Question: SMBs are interested in VoIP. How is it permeating that market?

Aggarwal: There are lots of offerings in the market. A lot of people who work at SMBs use Skype and Vonage on home PCs. Some of them have OK experiences. But these services are not business class. They experience dropped calls and jitter on occasion. In small businesses, voice communications is mission critical and you need business-grade voice communications. In the business class you can have on-premise solutions, which are PBX-type solutions from Avaya, Cisco, Nortel and others. A lot of SMBs don't have IT staffs to install and manage these systems because VoIP was not a key part of the IT solution set until now. But using a single network for data and voice is a very attractive proposition for SMBs. There is a third option, which is a VAR [value-added reseller] installing and managing the system. Still another option is hosted VoIP. Hosted VoIP is similar to Vonage broadband VoIP and similar services, but it runs over private networks. They are very well managed with QoS control of the bandwidth and network monitoring. They are all private networks that are run by service providers such as Covad. A VAR can sell hosted, on-premise or managed offerings.

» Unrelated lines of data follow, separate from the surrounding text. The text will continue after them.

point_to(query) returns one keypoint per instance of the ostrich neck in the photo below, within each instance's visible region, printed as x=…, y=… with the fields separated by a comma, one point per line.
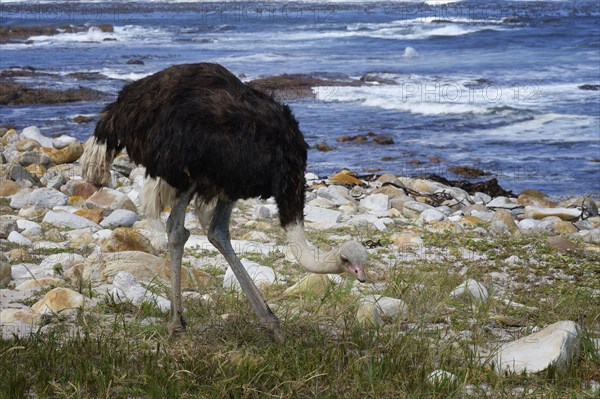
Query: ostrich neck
x=312, y=260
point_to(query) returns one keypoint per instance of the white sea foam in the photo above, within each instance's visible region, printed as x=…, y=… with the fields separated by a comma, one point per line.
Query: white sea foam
x=128, y=76
x=128, y=33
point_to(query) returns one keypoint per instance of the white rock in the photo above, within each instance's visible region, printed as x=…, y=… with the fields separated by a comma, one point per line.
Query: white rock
x=534, y=212
x=120, y=218
x=376, y=202
x=555, y=345
x=528, y=224
x=513, y=260
x=258, y=273
x=127, y=287
x=503, y=203
x=369, y=316
x=334, y=194
x=321, y=203
x=391, y=307
x=481, y=198
x=19, y=239
x=412, y=209
x=64, y=260
x=370, y=221
x=62, y=141
x=439, y=377
x=29, y=228
x=25, y=270
x=68, y=220
x=326, y=217
x=431, y=215
x=473, y=288
x=32, y=132
x=485, y=216
x=46, y=198
x=267, y=211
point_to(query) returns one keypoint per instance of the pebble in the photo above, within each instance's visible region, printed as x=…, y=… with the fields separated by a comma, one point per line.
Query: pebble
x=32, y=132
x=62, y=141
x=17, y=238
x=368, y=316
x=503, y=203
x=120, y=218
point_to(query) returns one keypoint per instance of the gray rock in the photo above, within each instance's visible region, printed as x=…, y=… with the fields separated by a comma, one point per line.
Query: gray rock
x=335, y=194
x=42, y=197
x=431, y=215
x=412, y=209
x=33, y=158
x=120, y=218
x=503, y=203
x=17, y=238
x=7, y=225
x=441, y=377
x=62, y=141
x=324, y=216
x=68, y=220
x=29, y=228
x=17, y=172
x=5, y=274
x=473, y=289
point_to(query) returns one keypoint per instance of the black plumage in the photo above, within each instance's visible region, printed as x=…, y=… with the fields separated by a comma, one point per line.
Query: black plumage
x=198, y=123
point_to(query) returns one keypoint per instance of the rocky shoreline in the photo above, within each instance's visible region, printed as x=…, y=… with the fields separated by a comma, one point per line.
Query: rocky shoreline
x=59, y=233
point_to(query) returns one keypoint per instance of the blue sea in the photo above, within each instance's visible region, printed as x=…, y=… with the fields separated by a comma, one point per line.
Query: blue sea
x=491, y=84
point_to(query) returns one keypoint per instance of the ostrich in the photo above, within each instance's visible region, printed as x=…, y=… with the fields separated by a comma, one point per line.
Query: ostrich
x=201, y=132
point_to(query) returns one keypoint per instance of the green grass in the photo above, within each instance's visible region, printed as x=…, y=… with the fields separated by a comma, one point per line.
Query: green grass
x=118, y=350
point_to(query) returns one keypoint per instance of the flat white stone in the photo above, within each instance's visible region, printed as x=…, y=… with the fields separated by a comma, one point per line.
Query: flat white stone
x=473, y=288
x=68, y=220
x=391, y=307
x=376, y=202
x=66, y=260
x=555, y=345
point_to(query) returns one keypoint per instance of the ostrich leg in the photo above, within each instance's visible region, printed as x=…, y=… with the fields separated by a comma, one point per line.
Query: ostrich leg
x=178, y=235
x=218, y=235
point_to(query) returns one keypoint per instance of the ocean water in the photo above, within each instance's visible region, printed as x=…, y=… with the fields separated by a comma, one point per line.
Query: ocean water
x=492, y=85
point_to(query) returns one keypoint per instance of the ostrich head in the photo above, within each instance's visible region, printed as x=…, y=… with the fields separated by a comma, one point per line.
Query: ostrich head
x=353, y=257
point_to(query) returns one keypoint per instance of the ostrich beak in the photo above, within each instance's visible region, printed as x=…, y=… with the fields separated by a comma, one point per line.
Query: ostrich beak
x=357, y=271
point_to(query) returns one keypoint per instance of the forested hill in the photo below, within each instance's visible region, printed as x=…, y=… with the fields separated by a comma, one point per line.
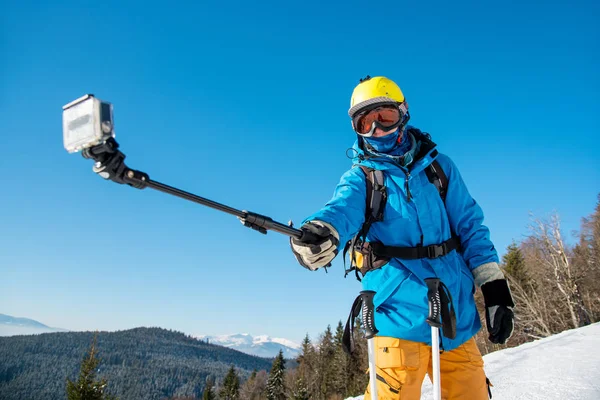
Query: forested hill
x=141, y=363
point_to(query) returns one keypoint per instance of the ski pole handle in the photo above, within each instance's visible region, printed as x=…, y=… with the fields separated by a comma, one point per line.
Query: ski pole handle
x=435, y=303
x=368, y=313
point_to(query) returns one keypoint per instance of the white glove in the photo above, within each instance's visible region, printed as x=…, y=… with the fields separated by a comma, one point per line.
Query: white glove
x=318, y=250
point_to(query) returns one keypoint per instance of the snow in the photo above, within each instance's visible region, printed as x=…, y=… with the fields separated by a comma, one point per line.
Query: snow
x=261, y=345
x=563, y=366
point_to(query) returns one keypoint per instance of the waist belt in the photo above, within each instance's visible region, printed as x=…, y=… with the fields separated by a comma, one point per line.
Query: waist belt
x=414, y=253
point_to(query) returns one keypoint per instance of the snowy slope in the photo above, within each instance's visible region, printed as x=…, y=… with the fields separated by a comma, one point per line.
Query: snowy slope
x=563, y=366
x=12, y=326
x=262, y=346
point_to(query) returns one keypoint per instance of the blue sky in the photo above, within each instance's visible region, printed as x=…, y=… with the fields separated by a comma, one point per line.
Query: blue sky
x=246, y=104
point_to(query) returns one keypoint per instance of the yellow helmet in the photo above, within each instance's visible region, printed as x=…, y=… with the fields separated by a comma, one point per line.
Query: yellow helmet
x=376, y=90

Question: Are vendors doing a good job of serving the SMB sector?

Aggarwal: The vendors need to do a better job of understanding SMBs' products and services needs. They need to do a needs assessment. A button business, for instance -- a small 20-person company -- doesn't need a system on premises. A system such as the one from a New York company named M5 works out great. They provide you with IP phones to connect to the Internet and with services and they monitor the bandwidth and all that. They provide a second line so they have reliable service. They bill on a per-person or per-month basis.

Question: Is this all simply too complex for small businesses without sophisticated IT departments to understand?

Aggarwal: I think that it is not inherently complicated. In the past, voice communications solutions were provided by service providers and there were no complications. Now traditional voice vendors such as Avaya and data networking companies such as Cisco are coming in and providing VoIP solutions. A lot more vendors are coming from all backgrounds and providing more solutions. Hosting companies are coming in. The small businesses are confused on what to do. The better educated they are and the better the understanding of users' need and service requirements is by vendors, the better the solutions will be for small businesses. A 20-person company needs a different solution than a 100-person company with four or five locations. A lot of [vendors and service providers] are taking solutions originally developed for enterprises down market. Some of that is a smoke and mirrors thing. The hosting vendors say they can do everything, but when customers really implement their systems they see barriers -- a certain number of users beyond which they cannot scale because there isn't enough bandwidth available. I think it is getting a little better. VARS from the voice side and VARs from the data side are understanding SMBs better and providing better solutions as they better understand and better educate end users. That is why the growth of the VoIP market in 2007 to 2010 is forecast to be pretty high for SMBs. The bottom line is that SMBs, VARs and vendors are slowly starting to get it.